Executive Summary
Sexual and gender-based violence, or SGBV, has been a defining feature of a complex armed conflict in the Democratic Republic of the Congo that has endured for decades that is rooted in economic, political, land, and ethnic competition. Amid fighting fueled by competition for natural resources and regional power dynamics, sexual and gender-based violence is a tool of war, committed often in tandem with other violations of person and place, including land grabs, illicit minerals trading, and forced displacement. SGBV is thus impossible to understand or address separately from the conflict as a whole. Likewise, sustainable peace cannot be secured without addressing Congo’s sexual violence epidemic. The practice stems from—and entrenches—social norms that reduce women’s status in society and regard rape as an unpunishable crime. It transcends overt armed conflict and is rooted in a range of social dynamics that persist in times of transition and peace.
Congo is currently embarking on a renewed regional peace process with a comprehensive, inclusive framework agreement, spurred in part by increased international attention, the recent defeat of the M23 rebel group, and peace declarations signed in Nairobi. Despite robust efforts to design a regional process to address a number of issues—including demobilization, security sector reform, and economic development—policymakers have struggled to integrate tools to combat SGBV into the peace process agenda. Reliable statistics on the crisis are nearly impossible to obtain, impunity for high-level orchestrators of sexual violence is pervasive, and extreme rhetoric has drowned out the complexities of the crimes’ drivers and impacts.
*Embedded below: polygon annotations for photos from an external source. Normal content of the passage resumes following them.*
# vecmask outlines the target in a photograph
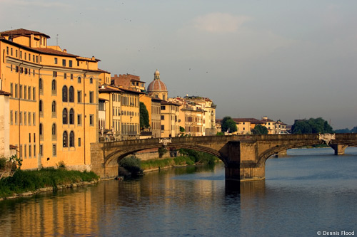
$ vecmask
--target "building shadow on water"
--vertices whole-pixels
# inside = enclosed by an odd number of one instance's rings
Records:
[[[265,180],[240,181],[226,180],[226,195],[263,196],[266,191]]]

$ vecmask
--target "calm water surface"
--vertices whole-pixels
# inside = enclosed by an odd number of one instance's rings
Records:
[[[4,201],[0,236],[357,236],[357,148],[346,153],[288,150],[235,188],[218,164]]]

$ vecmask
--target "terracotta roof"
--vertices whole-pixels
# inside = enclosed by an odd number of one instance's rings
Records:
[[[149,84],[148,93],[156,92],[156,91],[165,91],[167,92],[167,88],[165,83],[164,83],[160,80],[154,80]]]
[[[180,106],[180,105],[178,105],[178,104],[174,103],[173,102],[165,101],[165,100],[161,101],[161,105],[172,105]]]
[[[56,51],[53,48],[32,48],[33,49],[39,51],[43,53],[47,53],[47,54],[52,54],[52,55],[58,55],[58,56],[69,56],[69,57],[79,57],[76,55],[74,54],[71,54],[65,52],[62,52],[60,51]]]
[[[0,90],[0,95],[11,95],[11,93],[9,93],[4,91],[4,90]]]
[[[26,30],[24,28],[19,28],[19,29],[16,29],[16,30],[2,31],[2,32],[0,32],[0,34],[1,36],[12,36],[12,37],[18,37],[18,36],[31,36],[31,34],[33,34],[33,35],[40,35],[40,36],[42,36],[47,38],[51,38],[49,36],[47,36],[46,34],[44,34],[43,33],[41,33],[39,31]]]
[[[261,122],[261,120],[258,120],[253,118],[253,117],[248,117],[248,118],[233,118],[232,120],[234,122],[249,122],[251,123],[256,123],[256,124],[263,124],[263,123],[264,123],[263,122]]]

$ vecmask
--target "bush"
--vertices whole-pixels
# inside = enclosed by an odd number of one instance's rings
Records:
[[[40,170],[17,170],[14,176],[0,179],[0,197],[11,196],[57,185],[70,184],[80,181],[90,181],[98,179],[93,172],[65,170],[63,169],[46,168]]]
[[[5,158],[0,158],[0,170],[5,168],[6,166],[6,159]]]
[[[138,174],[143,172],[140,167],[140,159],[135,156],[124,157],[119,161],[119,164],[132,174]]]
Support for Congo’s comprehensive peace process is critical to improving the security and rights of women and girls, with goals ranging from the cessation of armed violence and accountability for sexual violence to better economic opportunities for women. Policymakers and advocates must break down the intellectual silos that isolate the topics of conflict economics and security in Congo from SGBV and women’s empowerment.
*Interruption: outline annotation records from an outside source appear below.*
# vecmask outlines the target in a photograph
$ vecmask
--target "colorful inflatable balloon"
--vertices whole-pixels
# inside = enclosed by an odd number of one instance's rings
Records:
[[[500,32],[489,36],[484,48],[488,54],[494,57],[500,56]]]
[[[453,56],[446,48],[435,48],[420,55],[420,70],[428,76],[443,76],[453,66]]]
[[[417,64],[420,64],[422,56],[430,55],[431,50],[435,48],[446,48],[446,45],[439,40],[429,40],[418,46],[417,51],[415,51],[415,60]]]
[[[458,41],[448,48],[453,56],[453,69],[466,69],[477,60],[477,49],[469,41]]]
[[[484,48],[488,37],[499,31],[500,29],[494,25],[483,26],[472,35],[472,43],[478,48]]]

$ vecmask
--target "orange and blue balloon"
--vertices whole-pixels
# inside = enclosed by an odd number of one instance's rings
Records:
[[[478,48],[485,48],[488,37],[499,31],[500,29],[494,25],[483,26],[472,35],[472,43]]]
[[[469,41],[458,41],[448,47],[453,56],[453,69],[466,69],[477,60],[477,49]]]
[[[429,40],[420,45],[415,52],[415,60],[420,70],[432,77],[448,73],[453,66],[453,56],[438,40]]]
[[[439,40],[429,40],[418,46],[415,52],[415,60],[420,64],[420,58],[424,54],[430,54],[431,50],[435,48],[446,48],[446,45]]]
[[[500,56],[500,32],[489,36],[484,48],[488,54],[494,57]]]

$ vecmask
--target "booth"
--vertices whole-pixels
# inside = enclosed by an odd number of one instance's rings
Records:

Stakeholders in the peace process must develop the entire gamut of peace building tools with gender inclusivity and Congo’s SGBV crisis in mind. If they fail to do so, sexual and gender-based violence will become a lasting vestige of Congo’s armed conflict, undermining the development of a truly peaceful post-conflict society as it has in too many post-conflict societies, including Sierra Leone, South Africa, and Guatemala.
This policy paper sets Congo’s sexual violence crisis within the context of the conflict, clarifying the links between sexual violence and the economic and political drivers of the war. It also aims to show how policymakers can integrate tools to end sexual violence into the peace process to end the use of sexual violence as a weapon of war and mitigate its destructive legacies as Congo embarks on its path to peace.